Kevin Mulligan, comissioner of public works, examines the Long Beach canal bulkhead project. The city is replacing old bulkheads to meet revised flood elevations in a new Nassau flood map. Credit: Danielle Finkelstein

Nobody wants to be forced to pay for thousands of dollars in additional insurance on their homes. Fighting such requirements, especially when it's the government imposing them, is a natural, even instinctive, response.

But when it comes to the Nassau County flood maps, residents battling the Federal Emergency Management Agency - to keep property out of a high-risk flood zone and money in their pockets - lack the science to back up that instinct.

A survey of much of Long Island's coastline conducted by the U.S. Army Corps of Engineers indicates these properties are in danger of flooding. The updated modeling and a modernized method of evaluating the data have driven the projected flood elevation up in some places and down in others. And that's left many homeowners, particularly in Nassau, angry.

Only the south shore of Suffolk County was surveyed in detail for the study. As many as 25,000 properties in Nassau were added to the flood zone. Owners, who could be forced to pay annual flood insurance rates as high as $3,000 at the end of a two-year transition period, are using the Suffolk-only analysis to fight the new classification.

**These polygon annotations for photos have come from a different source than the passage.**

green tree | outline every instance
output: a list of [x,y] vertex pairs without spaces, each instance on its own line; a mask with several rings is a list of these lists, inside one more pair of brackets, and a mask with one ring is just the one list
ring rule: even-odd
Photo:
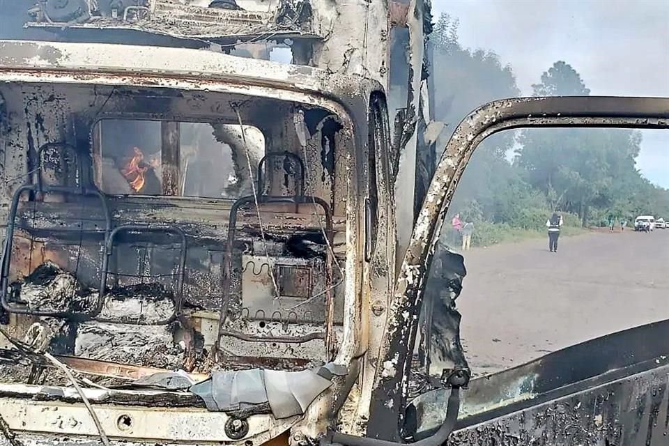
[[[532,86],[535,95],[590,93],[580,75],[563,61],[554,63],[541,79],[540,84]],[[634,169],[640,150],[638,132],[531,129],[521,132],[518,142],[521,147],[516,151],[516,165],[523,170],[525,179],[545,194],[551,207],[578,213],[584,226],[591,209],[598,215],[627,212],[629,187],[638,185],[640,178]]]
[[[435,116],[449,130],[443,135],[442,147],[472,110],[520,94],[511,68],[502,66],[493,52],[463,48],[457,29],[456,20],[442,14],[430,37],[435,44]],[[514,144],[513,132],[507,132],[488,138],[477,148],[458,185],[450,214],[499,221],[513,208],[507,203],[509,198],[517,197],[519,191],[530,192],[507,159]]]

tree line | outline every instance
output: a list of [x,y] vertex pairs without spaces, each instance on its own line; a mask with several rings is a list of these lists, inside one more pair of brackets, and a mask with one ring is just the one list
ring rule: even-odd
[[[435,116],[450,130],[440,147],[477,107],[520,95],[512,68],[493,52],[463,47],[457,31],[457,20],[442,14],[430,36]],[[556,61],[539,79],[534,95],[590,93],[564,61]],[[544,230],[553,211],[574,227],[606,226],[610,219],[631,222],[641,214],[669,217],[669,190],[636,168],[641,141],[640,132],[626,129],[536,128],[493,135],[472,156],[449,215],[475,222],[476,244],[500,241],[500,231]]]

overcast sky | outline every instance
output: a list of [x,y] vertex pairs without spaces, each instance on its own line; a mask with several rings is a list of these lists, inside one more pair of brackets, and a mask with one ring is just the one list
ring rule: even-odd
[[[669,97],[669,0],[432,0],[459,19],[465,47],[497,53],[523,94],[554,62],[591,95]],[[669,130],[643,132],[637,164],[669,188]]]

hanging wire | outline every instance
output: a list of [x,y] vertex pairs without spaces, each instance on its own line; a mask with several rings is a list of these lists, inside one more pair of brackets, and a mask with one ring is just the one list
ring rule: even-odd
[[84,405],[86,406],[86,408],[88,409],[89,413],[91,414],[91,417],[93,419],[93,422],[95,424],[95,427],[98,429],[98,433],[100,435],[100,439],[102,440],[102,444],[105,446],[111,446],[109,443],[109,438],[107,436],[107,433],[105,432],[105,429],[102,428],[102,424],[100,422],[100,418],[98,417],[98,414],[95,413],[95,410],[93,408],[93,406],[91,405],[91,402],[89,401],[89,399],[86,397],[86,394],[84,393],[84,391],[82,390],[82,387],[79,387],[79,383],[77,382],[77,378],[75,378],[74,374],[70,370],[70,367],[63,364],[57,359],[54,357],[48,352],[43,351],[33,351],[30,346],[26,344],[25,343],[13,338],[9,333],[6,332],[2,328],[0,328],[0,334],[5,337],[9,342],[14,345],[20,352],[22,352],[24,354],[32,353],[33,355],[39,355],[47,359],[49,362],[53,364],[56,367],[60,369],[61,371],[65,374],[65,376],[68,377],[68,379],[72,383],[72,385],[74,386],[75,390],[77,391],[77,393],[79,394],[79,397],[82,399],[82,401],[84,402]]
[[242,116],[240,114],[239,109],[237,108],[237,106],[233,105],[232,109],[235,111],[235,113],[237,114],[237,120],[239,121],[239,128],[242,131],[242,141],[244,143],[244,151],[246,153],[246,162],[249,167],[249,176],[251,177],[251,187],[253,190],[253,201],[256,205],[256,214],[258,216],[258,224],[260,225],[260,236],[263,240],[263,249],[265,251],[265,259],[267,261],[268,265],[270,266],[270,267],[268,268],[270,277],[272,279],[272,284],[274,286],[274,292],[276,294],[276,299],[280,302],[281,295],[279,293],[279,284],[277,283],[277,278],[274,275],[274,270],[272,268],[271,268],[270,253],[267,249],[267,242],[265,240],[265,229],[263,226],[263,220],[260,215],[260,206],[258,203],[258,191],[256,190],[256,182],[253,178],[253,167],[251,165],[251,154],[249,152],[249,145],[246,141],[246,132],[244,130],[244,125],[242,123]]

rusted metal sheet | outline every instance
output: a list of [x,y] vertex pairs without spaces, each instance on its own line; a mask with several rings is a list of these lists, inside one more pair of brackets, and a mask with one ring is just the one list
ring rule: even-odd
[[[68,36],[91,31],[109,40],[121,33],[131,33],[130,40],[138,40],[147,34],[165,36],[185,40],[208,40],[235,44],[238,40],[258,40],[272,35],[280,38],[321,37],[314,23],[311,4],[291,0],[245,1],[245,8],[211,7],[213,1],[183,2],[178,0],[145,0],[123,5],[102,0],[90,3],[78,0],[81,8],[70,6],[67,14],[56,15],[47,2],[46,10],[34,14],[31,28],[53,29]],[[51,0],[51,3],[56,3]],[[70,3],[75,3],[71,0]],[[300,5],[302,3],[302,5]],[[257,3],[254,8],[254,3]],[[61,8],[61,10],[65,8]],[[122,34],[121,34],[122,35]]]
[[[669,99],[606,97],[529,98],[499,100],[475,110],[454,132],[427,192],[402,263],[383,346],[383,364],[372,401],[378,427],[371,436],[399,439],[391,420],[403,407],[423,289],[448,204],[474,149],[498,132],[520,127],[669,128]],[[459,354],[461,354],[460,352]],[[455,364],[452,364],[454,367]],[[384,421],[385,420],[385,421]],[[392,422],[394,422],[394,421]],[[383,426],[383,427],[382,427]]]
[[[287,430],[297,417],[274,420],[270,415],[247,420],[248,433],[241,439],[229,438],[222,429],[229,418],[223,413],[185,408],[123,407],[96,405],[95,412],[105,432],[112,438],[153,443],[207,443],[225,441],[244,445],[248,438],[259,444]],[[35,401],[25,399],[0,399],[0,415],[15,433],[44,432],[58,436],[95,437],[98,430],[83,404]],[[156,426],[160,426],[160,429]],[[151,444],[151,443],[149,443]]]

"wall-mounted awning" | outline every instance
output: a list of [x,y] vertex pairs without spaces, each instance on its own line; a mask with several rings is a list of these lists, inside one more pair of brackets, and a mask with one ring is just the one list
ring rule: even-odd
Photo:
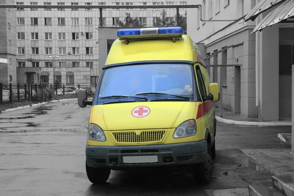
[[265,12],[269,9],[273,7],[280,3],[283,3],[286,0],[260,0],[260,1],[246,15],[241,23],[246,22],[251,20],[253,21],[255,19],[263,12]]
[[264,18],[251,33],[278,23],[294,23],[294,0],[287,0]]

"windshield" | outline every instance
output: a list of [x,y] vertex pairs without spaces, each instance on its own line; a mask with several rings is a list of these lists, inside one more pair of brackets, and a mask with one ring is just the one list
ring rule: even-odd
[[98,98],[147,93],[193,96],[192,67],[185,64],[154,64],[115,67],[105,71]]

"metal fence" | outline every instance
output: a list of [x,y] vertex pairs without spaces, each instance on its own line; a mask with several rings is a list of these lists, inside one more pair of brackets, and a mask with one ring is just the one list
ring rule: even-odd
[[[94,93],[97,84],[81,84],[67,85],[62,84],[7,84],[0,83],[0,104],[12,103],[27,100],[32,102],[43,102],[51,99],[52,96],[77,95],[81,89]],[[72,94],[68,94],[67,90]],[[74,92],[74,93],[73,92]]]

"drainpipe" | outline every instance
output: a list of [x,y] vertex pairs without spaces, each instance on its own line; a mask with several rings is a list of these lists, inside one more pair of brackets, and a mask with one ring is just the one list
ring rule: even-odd
[[[257,5],[259,2],[259,0],[256,0]],[[257,17],[256,19],[256,26],[260,22],[260,16]],[[255,105],[259,106],[259,41],[260,41],[260,32],[255,32],[255,95],[256,100]],[[258,108],[259,110],[259,108]]]

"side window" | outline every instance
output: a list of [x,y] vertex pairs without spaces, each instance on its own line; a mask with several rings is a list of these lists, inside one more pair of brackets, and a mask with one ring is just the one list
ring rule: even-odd
[[196,66],[196,69],[197,80],[199,84],[199,90],[200,90],[200,93],[201,93],[201,97],[203,98],[206,96],[206,90],[205,89],[205,86],[204,85],[204,82],[200,68],[198,66]]

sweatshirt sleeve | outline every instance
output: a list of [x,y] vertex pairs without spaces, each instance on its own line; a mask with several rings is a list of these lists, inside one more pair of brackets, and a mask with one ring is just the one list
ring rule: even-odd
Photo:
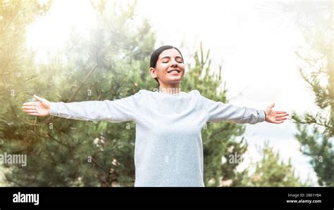
[[254,124],[265,120],[264,110],[225,104],[204,96],[202,96],[202,99],[208,112],[208,122],[218,123],[225,120],[238,124]]
[[79,120],[120,122],[135,120],[141,91],[114,100],[52,102],[50,115]]

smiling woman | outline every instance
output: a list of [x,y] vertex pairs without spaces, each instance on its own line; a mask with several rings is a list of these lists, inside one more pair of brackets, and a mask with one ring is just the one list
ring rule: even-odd
[[149,71],[159,91],[140,90],[114,100],[51,103],[35,96],[37,102],[23,104],[33,116],[54,115],[79,120],[110,122],[135,121],[135,186],[204,187],[201,130],[206,122],[231,121],[254,124],[283,123],[288,114],[214,101],[197,90],[180,91],[185,73],[180,51],[163,46],[151,56]]
[[180,82],[185,74],[183,57],[179,49],[169,45],[161,46],[153,52],[149,67],[151,75],[158,81],[159,88],[179,92]]

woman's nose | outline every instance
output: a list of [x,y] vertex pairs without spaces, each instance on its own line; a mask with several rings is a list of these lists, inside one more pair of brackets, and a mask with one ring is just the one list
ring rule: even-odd
[[171,67],[176,67],[178,66],[178,63],[176,62],[176,60],[172,60],[172,62],[171,63]]

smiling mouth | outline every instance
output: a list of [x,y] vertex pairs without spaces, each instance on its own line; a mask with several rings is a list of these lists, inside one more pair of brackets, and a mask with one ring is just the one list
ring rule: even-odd
[[169,71],[167,71],[167,73],[180,73],[181,71],[178,70],[171,70]]

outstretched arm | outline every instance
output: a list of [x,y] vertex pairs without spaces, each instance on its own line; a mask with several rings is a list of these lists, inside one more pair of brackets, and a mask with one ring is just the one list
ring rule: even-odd
[[44,117],[50,114],[51,102],[34,95],[37,101],[25,103],[22,105],[23,112],[30,115]]
[[265,110],[266,113],[266,122],[274,124],[281,124],[287,119],[287,114],[284,111],[275,111],[271,110],[275,106],[275,103],[272,103],[270,106],[268,106]]
[[120,122],[135,119],[140,93],[114,100],[89,100],[82,102],[49,102],[34,96],[38,101],[23,104],[23,112],[33,116],[54,115],[79,120],[107,120]]

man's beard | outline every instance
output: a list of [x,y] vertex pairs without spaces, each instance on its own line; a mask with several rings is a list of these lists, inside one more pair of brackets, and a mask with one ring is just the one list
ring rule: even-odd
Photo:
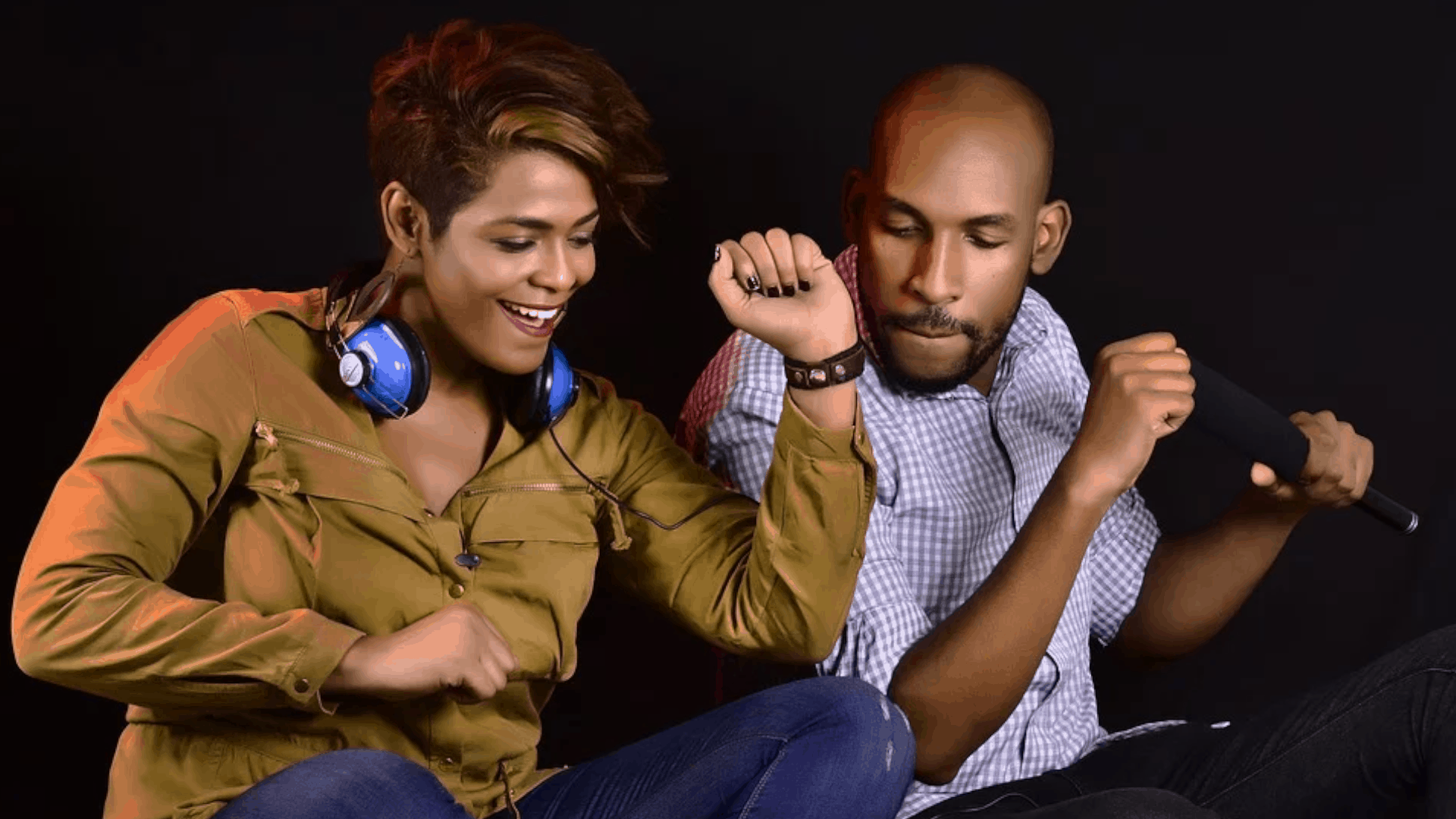
[[[1025,294],[1025,289],[1022,294]],[[967,383],[1006,344],[1006,335],[1010,334],[1010,328],[1016,322],[1019,312],[1021,299],[1018,297],[1016,306],[1012,307],[1010,313],[1003,316],[990,329],[974,322],[958,321],[945,307],[935,305],[926,306],[909,316],[875,316],[872,331],[875,334],[875,345],[881,353],[881,364],[887,380],[898,391],[917,395],[938,395]],[[890,328],[894,326],[909,331],[945,331],[954,328],[970,338],[971,348],[952,372],[935,377],[917,376],[904,366],[904,361],[898,358],[890,342]]]

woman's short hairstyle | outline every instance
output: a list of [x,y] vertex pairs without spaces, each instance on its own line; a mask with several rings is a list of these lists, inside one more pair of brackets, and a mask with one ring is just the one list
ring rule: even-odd
[[377,191],[400,182],[438,239],[521,150],[552,152],[591,181],[601,224],[646,245],[638,216],[667,179],[646,109],[606,61],[533,25],[453,20],[374,68],[368,115]]

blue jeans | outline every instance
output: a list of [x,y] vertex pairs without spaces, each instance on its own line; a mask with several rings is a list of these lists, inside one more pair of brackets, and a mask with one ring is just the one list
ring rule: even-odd
[[[536,785],[523,819],[891,819],[914,775],[895,705],[844,678],[791,682],[715,708]],[[259,781],[217,819],[467,819],[425,768],[368,749]],[[510,816],[499,812],[495,816]]]

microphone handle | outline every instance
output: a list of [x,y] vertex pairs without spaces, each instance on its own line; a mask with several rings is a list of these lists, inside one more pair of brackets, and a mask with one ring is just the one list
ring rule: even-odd
[[[1243,388],[1190,357],[1194,386],[1191,423],[1245,456],[1265,463],[1281,479],[1299,482],[1309,459],[1309,439],[1293,421],[1249,395]],[[1356,501],[1363,512],[1402,535],[1420,526],[1418,514],[1366,485]]]

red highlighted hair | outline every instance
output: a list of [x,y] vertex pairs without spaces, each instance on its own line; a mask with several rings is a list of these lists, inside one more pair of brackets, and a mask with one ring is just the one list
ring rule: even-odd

FEMA says the study is sufficient to predict flooding in Nassau as well. It decided not to have the Corps survey Nassau's shores because of the additional $1 million it would have cost.

In response to the uproar, 100 land elevations were spot-checked in Nassau, and all of them fell well within the range FEMA would have predicted.

Now some Nassau homeowners are demanding a new study, based largely on the fact that properties which have never flooded in their lifetimes are in the floodplain and the projected flood line has been elevated so dramatically in some areas.

But flooding in recent memory can't determine 100-year flood marks, which is what the zones are based on.

And the world is changing. A study released late last year by the state Sea Level Rise Task Force determined that the water in New York Harbor has risen 15 inches since 1850 and four to six inches since 1960. The study also projected a potential sea rise in parts of New York State by as much as four feet over the next 70 years.

That means our sense of what will and won't flood, based on past experience, doesn't mean much anymore.

Given recent climate patterns and rising oceans, these homeowners are likely to see their odds of flooding increase. The science says they are vulnerable to flooding now.

The shoreline and topography of Nassau and Suffolk oceanfront just don't vary that significantly east to west in this targeted area. The idea that they would experience notably different storm surge and flooding patterns on one side of the county line than the other is likely untrue.

The desire of Nassau property owners to avoid paying the rates associated with being in a high-risk flood zone is completely understandable. It's just not justified.